Review by Tony Keen
In the late 1970s, DC was doing poorly. Marvel ruled the roost, and DC publisher Jenette Kahn’s first attempt to fight back, through flooding the market with more titles with more pages, had imploded spectacularly. An increased corporate attitude at Marvel, however, tempted over some key talent, including Marv Wolfman. Together with friend and editor Len Wein, he decided to revive the Teen Titans, a group of superhero sidekicks who in their previous incarnation had been best known for the sheer absurdity of their stories. Wolfman kept founders Robin, Kid Flash and Wonder Girl, dumped Aqualad and everyone who had joined the Titans after the team’s first appearance, and added four new members. Changeling as Beast Boy had been in the Doom Patrol, but Starfire, Raven and Cyborg were wholly new characters. To draw this series, Wolfman teamed with George Pérez, who had come over to DC for Justice League of America.
Setting the series in New York, where most Marvel comics took place, rather than a more typical DC fictional city, makes obvious Wein and Wolfman’s plan, which was to produce a Marvel-style comic in the DC Universe. To this end they included a number of story elements more familiar at Marvel, such as a fractious group dynamic built around younger characters, who could be identified with by a teenage readership, or a fight with other heroes, in this case the Justice League of America. The intention was to produce something that could rival X-Men by seizing on what worked best in that title.
New Teen Titans had a slightly rocky start, as Wolfman describes in an introduction. Presumably readers expecting something like the previous Teen Titans were confused by what they actually got, but only a few issues in sales suddenly started to soar. It’s not hard to see why. Essentially, the Marvel formula worked at DC. Wolfman’s later Marvel work had been uninspired, but the new series seems to have reinvigorated him. True, he overwrites dialogue in the early issues, something that tends to be encouraged by producing comics Marvel-style (i.e. the artist creating pages from a synopsis, to which the writer then adds words, rather than the artist working from a full script). But by the last of the comics reprinted here, which cover 1980 to 1981, he was reining himself in. The character dynamics worked, and both new and old characters are interesting to readers.

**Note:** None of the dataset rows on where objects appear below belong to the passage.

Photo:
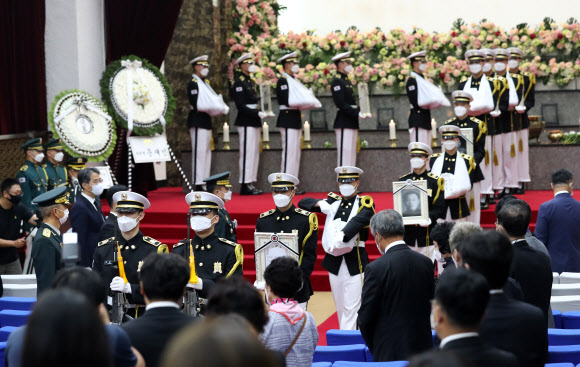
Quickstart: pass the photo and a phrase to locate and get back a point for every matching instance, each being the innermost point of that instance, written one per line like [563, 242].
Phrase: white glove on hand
[118, 285]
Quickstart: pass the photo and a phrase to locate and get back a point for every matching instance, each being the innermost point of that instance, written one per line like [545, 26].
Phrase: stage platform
[166, 221]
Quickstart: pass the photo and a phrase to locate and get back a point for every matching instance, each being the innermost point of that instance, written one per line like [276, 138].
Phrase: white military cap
[417, 55]
[341, 56]
[282, 181]
[348, 173]
[461, 96]
[244, 57]
[475, 55]
[202, 202]
[290, 57]
[199, 60]
[419, 148]
[131, 200]
[515, 52]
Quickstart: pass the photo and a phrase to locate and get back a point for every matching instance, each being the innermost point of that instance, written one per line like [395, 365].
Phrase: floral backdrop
[552, 50]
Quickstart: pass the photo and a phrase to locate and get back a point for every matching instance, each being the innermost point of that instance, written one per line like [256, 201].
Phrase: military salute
[286, 218]
[133, 246]
[345, 232]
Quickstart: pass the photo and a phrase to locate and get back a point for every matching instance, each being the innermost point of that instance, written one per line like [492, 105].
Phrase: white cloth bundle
[299, 96]
[428, 95]
[209, 101]
[482, 98]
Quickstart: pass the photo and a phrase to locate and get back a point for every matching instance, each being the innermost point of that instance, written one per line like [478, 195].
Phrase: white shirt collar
[456, 337]
[160, 304]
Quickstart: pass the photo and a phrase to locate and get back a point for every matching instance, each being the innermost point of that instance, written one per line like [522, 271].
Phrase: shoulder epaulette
[269, 212]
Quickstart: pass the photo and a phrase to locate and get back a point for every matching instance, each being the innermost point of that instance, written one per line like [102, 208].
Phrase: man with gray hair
[398, 286]
[86, 215]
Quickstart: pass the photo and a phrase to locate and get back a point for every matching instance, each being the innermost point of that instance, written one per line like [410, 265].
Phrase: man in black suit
[86, 215]
[510, 325]
[163, 280]
[394, 314]
[531, 268]
[461, 297]
[110, 227]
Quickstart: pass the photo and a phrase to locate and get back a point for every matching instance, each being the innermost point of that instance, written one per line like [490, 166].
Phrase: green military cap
[33, 144]
[55, 144]
[55, 196]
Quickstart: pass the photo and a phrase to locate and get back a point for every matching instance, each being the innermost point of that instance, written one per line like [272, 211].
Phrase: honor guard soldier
[248, 123]
[132, 245]
[346, 229]
[219, 185]
[74, 165]
[455, 168]
[417, 236]
[526, 96]
[215, 257]
[463, 120]
[46, 248]
[286, 218]
[346, 122]
[56, 172]
[31, 176]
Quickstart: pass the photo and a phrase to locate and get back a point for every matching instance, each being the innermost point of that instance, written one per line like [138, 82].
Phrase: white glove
[118, 285]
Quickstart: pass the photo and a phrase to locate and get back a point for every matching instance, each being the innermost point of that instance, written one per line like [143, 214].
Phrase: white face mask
[475, 68]
[126, 224]
[282, 200]
[513, 64]
[347, 190]
[449, 144]
[417, 163]
[39, 157]
[200, 223]
[499, 66]
[460, 111]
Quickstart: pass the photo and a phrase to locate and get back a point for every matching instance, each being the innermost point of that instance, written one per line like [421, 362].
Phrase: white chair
[572, 289]
[566, 278]
[19, 279]
[565, 303]
[19, 290]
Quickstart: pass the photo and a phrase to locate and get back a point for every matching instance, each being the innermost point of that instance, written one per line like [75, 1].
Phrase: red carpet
[166, 222]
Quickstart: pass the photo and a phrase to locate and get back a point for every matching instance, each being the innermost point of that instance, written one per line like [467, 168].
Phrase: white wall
[432, 15]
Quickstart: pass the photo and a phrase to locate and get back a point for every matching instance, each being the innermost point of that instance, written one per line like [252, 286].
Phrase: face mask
[460, 111]
[417, 163]
[449, 145]
[513, 64]
[499, 66]
[475, 68]
[126, 223]
[39, 157]
[65, 217]
[200, 223]
[347, 190]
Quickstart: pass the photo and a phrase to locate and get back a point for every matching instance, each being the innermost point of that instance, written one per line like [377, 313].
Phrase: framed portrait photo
[411, 200]
[268, 246]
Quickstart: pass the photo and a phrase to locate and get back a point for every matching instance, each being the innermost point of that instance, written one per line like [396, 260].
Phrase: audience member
[290, 330]
[394, 314]
[558, 224]
[461, 297]
[92, 287]
[508, 324]
[65, 330]
[87, 217]
[224, 341]
[530, 267]
[163, 280]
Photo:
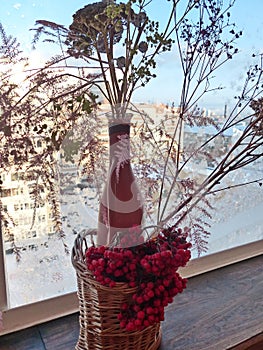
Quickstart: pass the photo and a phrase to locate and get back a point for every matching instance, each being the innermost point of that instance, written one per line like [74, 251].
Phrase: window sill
[221, 309]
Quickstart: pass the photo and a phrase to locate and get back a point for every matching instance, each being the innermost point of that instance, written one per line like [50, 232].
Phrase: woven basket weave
[99, 306]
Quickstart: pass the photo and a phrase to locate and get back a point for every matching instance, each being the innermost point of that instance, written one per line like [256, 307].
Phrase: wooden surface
[219, 310]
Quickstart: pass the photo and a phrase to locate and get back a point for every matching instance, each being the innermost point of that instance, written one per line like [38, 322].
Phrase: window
[236, 225]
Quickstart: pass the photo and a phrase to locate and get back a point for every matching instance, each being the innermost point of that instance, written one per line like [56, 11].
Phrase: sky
[18, 17]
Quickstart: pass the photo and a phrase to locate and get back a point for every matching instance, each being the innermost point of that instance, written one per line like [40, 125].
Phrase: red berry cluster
[151, 267]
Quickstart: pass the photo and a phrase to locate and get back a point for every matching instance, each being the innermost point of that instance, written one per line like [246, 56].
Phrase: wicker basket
[99, 307]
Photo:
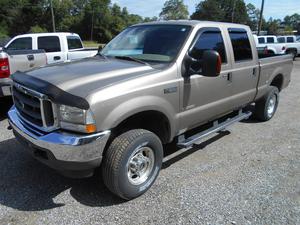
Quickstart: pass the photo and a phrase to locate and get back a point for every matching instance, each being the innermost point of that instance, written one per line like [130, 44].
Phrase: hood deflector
[54, 93]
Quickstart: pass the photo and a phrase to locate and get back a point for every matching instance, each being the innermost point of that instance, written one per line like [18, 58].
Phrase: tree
[174, 10]
[221, 10]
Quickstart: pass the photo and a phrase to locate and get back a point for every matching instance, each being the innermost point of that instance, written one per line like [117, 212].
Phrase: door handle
[30, 57]
[56, 58]
[227, 76]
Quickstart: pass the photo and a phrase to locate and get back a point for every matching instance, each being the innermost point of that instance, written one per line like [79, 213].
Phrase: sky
[277, 9]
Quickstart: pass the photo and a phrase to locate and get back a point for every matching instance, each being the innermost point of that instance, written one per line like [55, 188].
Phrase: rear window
[209, 40]
[49, 43]
[240, 44]
[261, 40]
[289, 39]
[74, 42]
[270, 40]
[21, 44]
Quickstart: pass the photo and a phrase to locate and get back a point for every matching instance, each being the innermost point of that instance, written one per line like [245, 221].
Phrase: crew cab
[153, 84]
[18, 60]
[59, 47]
[292, 45]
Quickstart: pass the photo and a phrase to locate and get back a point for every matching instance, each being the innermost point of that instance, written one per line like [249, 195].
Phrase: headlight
[75, 119]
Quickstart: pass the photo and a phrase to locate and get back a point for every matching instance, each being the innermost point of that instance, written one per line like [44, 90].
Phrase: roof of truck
[47, 34]
[192, 23]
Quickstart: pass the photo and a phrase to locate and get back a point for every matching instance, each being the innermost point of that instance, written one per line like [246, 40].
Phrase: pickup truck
[270, 42]
[18, 60]
[59, 47]
[292, 45]
[155, 83]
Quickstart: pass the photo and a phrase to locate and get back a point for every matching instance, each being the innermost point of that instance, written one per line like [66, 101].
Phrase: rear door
[245, 66]
[52, 46]
[204, 98]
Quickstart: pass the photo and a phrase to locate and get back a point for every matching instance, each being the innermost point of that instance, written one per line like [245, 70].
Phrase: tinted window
[21, 44]
[240, 44]
[261, 40]
[281, 40]
[74, 42]
[289, 39]
[49, 44]
[270, 40]
[209, 40]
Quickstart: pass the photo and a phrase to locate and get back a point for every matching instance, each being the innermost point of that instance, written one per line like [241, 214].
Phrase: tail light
[4, 68]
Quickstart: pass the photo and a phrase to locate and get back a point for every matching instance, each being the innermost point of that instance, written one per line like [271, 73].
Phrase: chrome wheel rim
[140, 165]
[271, 105]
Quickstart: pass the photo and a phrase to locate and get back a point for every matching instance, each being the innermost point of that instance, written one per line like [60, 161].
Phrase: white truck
[59, 47]
[18, 60]
[270, 42]
[292, 44]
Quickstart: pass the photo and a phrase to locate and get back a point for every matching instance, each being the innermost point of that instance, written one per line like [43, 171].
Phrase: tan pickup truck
[153, 84]
[18, 60]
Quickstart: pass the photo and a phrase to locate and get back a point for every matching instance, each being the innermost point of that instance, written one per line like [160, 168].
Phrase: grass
[91, 44]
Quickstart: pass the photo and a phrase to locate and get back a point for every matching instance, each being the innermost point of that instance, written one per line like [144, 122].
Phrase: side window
[261, 40]
[270, 40]
[74, 42]
[21, 44]
[49, 43]
[289, 39]
[240, 44]
[209, 40]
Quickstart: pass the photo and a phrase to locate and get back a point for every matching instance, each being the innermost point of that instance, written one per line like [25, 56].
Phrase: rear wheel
[132, 163]
[266, 107]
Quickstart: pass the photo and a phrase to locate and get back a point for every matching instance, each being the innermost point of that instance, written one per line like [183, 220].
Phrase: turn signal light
[90, 128]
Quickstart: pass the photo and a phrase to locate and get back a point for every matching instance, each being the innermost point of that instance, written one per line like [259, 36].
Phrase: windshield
[152, 43]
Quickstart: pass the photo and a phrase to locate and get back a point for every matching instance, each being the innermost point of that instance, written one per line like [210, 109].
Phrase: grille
[34, 107]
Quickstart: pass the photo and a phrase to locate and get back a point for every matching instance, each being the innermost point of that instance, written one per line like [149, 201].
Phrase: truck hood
[82, 77]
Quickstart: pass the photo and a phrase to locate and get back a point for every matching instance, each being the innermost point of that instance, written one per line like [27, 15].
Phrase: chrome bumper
[64, 146]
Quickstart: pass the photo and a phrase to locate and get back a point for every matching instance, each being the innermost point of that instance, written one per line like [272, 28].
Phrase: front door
[205, 98]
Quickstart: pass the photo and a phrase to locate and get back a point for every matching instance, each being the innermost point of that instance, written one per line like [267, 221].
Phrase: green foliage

With sympathetic inker Romeo Tanghal, Pérez also took to the series with enthusiasm. Where on Avengers he had generally only drawn small batches of issues, for Teen Titans he was able to produce longer runs. Fill-ins weren’t unknown – there is one here from Curt Swan – but they would be much rarer than before. Pérez clearly has fun designing the new characters. Cyborg is the sort of intricately designed figure that Pérez delights in, whilst in Raven, with her slimmer build and body-enveloping cloak, he designed a superheroine in marked contrast to the scantily-clad pneumatic heroines usually found in comics, of which Starfire is the epitome. Most of all, Pérez seems to have fully taken to the role of co-plotter, and the series benefits enormously.